Instead of coercing the peasants to control their production and surplus, a democratic development will make the rural dweller, especially the peasant producer, the centre of development strategy…

The failure of African development strategies to proceed in this manner has been a serious impediment to agriculture as well as industrial development. Past development strategies have been concerned with import substitution, export promotion and huge basic industrial projects such as iron and steel and petrochemicals.

For the most part, they have failed to achieve any tangible degree of industrialization and have succeeded only in increasing indebtedness and the disarticulation of African economies. A policy of rural industrialization integrated with agricultural development as part of a strategy of rural development would have stood a much better chance.

That’s Claude Ake writing in The Feasibility of Democracy in Africa. It’s a book I’ve been meaning to read for some time–and, sadly, his last. Ake was a Nigerian political scientist and a former Chair of African Studies here at Yale. Tragically, he died in a plane crash twelve years ago.

Agriculture is now staging a comeback in development thought. It’s even the theme of this year’s World Development Report, led by Alain de Janvry and Betty Sadoulet.
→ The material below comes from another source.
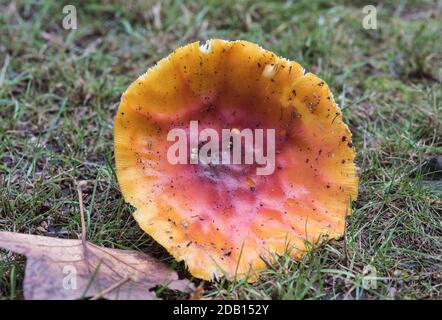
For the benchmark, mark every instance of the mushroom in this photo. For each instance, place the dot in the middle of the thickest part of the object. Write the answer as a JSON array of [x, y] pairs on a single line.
[[225, 219]]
It’s not clear, though, that the wave of democratization in Africa is helping any. Elliot Green of LSE has a nice APSA paper on Uganda, Rwanda, and the perpetuation of bad agricultural policies even as Presidents Museveni and Kagame looked to rural electorates for a political lifeline.

2 Responses

  1. I would hope to see some papers on the ambiguous and positive papers on agricultural policy as well, like on Zimbabwe in the mid to late 80s, Malawi in the past five years, or the complicated land and yield issues in Kenya.